Second Cohen/Fontaine Event Brings $500,000 Total
PITTSFIELD, MASS. – The John Fontaine Gallery’s busy preview rooms were decorated with about 550 fine art lots – the colorful occasion being the second auction mounted by the new Cohen/Fontaine Fine Arts service on September 8-9.
The two-day event generated some $500,000 with buyer’s premium – about the same as the debut event in May – but highly selective buying across the board suggested concern about the economy both here and, particularly, abroad.
Supported by a 174-page catalogue, the event was once again attended by a national and international audience via Realbidder.com.
The sale’s top lot was a brooding and lush 201/4 by 27-inch oil by Emil-Soren Carlsen showing flowers in a sunlit Chinese bowl, which fell within estimates at $24,725.
Still other strong American performances were delivered by a 32 by 36-inch oil by Hamilton Hamilton showing a snow-covered sunlit village that doubled estimates at $13,800; and a 193/4 by 24¼ -inch tempera/masonite work by important African/American WPA artist Charles Sebree that more than doubled estimates at $13,800.
Reflecting market caution, phone and Internet bidding from California and abroad were noticeably down from the first sale, explaining why even some of the best European and contemporary examples did not perform as they might have another day.
Still, there were bright spots among the European offerings. An unsigned work from the French School (Fete au Maison) reached $9,775; an oil by Brit John Gifford showing a fox hunting scene made $8,625; an oil by German Wilhelm Von Breitschwert titled “The Passing Balloon” realized $5,750; and an oil entitled “The Itinerant Vendor” by Russian artist Kazimierz Alchimowicz (first exhibited at the Chicago world’s Exposition) made $20,700.

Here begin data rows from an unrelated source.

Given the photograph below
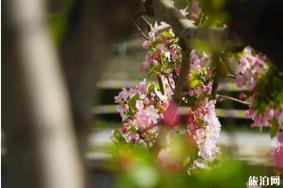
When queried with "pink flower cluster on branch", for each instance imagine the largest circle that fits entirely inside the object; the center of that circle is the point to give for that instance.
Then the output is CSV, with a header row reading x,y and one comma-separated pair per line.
x,y
141,110
252,67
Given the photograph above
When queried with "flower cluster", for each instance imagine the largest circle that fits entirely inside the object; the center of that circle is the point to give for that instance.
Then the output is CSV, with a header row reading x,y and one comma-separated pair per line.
x,y
200,75
252,67
163,51
141,109
205,127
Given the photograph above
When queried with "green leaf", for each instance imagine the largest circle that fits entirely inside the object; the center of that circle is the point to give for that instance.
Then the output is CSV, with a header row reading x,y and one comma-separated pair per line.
x,y
274,128
194,83
132,103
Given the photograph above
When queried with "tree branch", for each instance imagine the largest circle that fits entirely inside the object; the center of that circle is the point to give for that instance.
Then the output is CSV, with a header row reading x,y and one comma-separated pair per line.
x,y
164,10
233,99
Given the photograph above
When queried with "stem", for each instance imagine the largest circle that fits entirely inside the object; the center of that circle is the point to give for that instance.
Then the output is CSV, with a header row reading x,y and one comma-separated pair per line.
x,y
147,22
233,99
161,84
182,81
169,82
141,32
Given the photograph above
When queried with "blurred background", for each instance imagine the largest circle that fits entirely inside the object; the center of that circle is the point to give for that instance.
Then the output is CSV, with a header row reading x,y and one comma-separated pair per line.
x,y
63,62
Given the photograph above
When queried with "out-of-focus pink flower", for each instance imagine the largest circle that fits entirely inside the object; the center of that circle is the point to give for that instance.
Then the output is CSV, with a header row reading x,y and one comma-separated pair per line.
x,y
242,96
278,157
145,44
171,117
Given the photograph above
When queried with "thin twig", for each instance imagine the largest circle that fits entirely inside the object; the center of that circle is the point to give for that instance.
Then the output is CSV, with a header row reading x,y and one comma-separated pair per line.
x,y
161,84
231,76
233,99
141,32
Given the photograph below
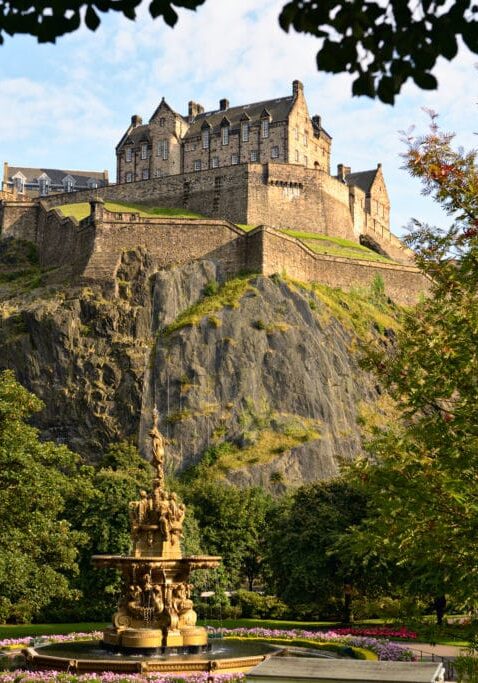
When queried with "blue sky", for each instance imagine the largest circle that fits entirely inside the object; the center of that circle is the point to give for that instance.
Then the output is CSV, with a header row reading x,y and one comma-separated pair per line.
x,y
67,105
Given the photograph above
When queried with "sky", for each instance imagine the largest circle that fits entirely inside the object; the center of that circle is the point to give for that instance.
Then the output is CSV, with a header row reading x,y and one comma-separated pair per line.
x,y
67,105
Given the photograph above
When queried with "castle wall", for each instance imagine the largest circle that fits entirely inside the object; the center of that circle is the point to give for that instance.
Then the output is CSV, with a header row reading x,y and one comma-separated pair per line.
x,y
19,220
282,254
286,196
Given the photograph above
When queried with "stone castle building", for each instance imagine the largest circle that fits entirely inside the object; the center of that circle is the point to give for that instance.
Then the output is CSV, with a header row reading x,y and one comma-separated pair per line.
x,y
40,182
278,140
253,173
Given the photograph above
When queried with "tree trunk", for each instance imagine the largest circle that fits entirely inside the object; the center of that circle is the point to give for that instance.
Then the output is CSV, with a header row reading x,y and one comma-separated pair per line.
x,y
440,606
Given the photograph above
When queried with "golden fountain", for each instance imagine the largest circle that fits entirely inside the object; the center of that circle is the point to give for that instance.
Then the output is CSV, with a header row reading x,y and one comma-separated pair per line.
x,y
155,610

Still other American works performing creditably were an ink drawing of a goose by Frederic Remington ($4,312); a 41/4 by 67/8-inch oil of a luminous landscape by David Johnson that made $7,475; and a 12 by 16-inch landscape by Henry Pember Smith showing boaters and ducks near a marshland cottage ($6,325).
“Morning Walk” by Thomas Addison Richards reached $6,325; a 6 by 91/2-inch work by John Enneking, showing a lush marshland sunset with fishermen made $6,900; and a work entitled “Purple Parasol, Yellow Bonnet” by George Lawrence Nelson also reached $6,900.
The top lot in the Sunday session (devoted to estates and collections) was an apparent self-portrait by American artist Dines Carlsen that more than doubled its high estimate at $8,050.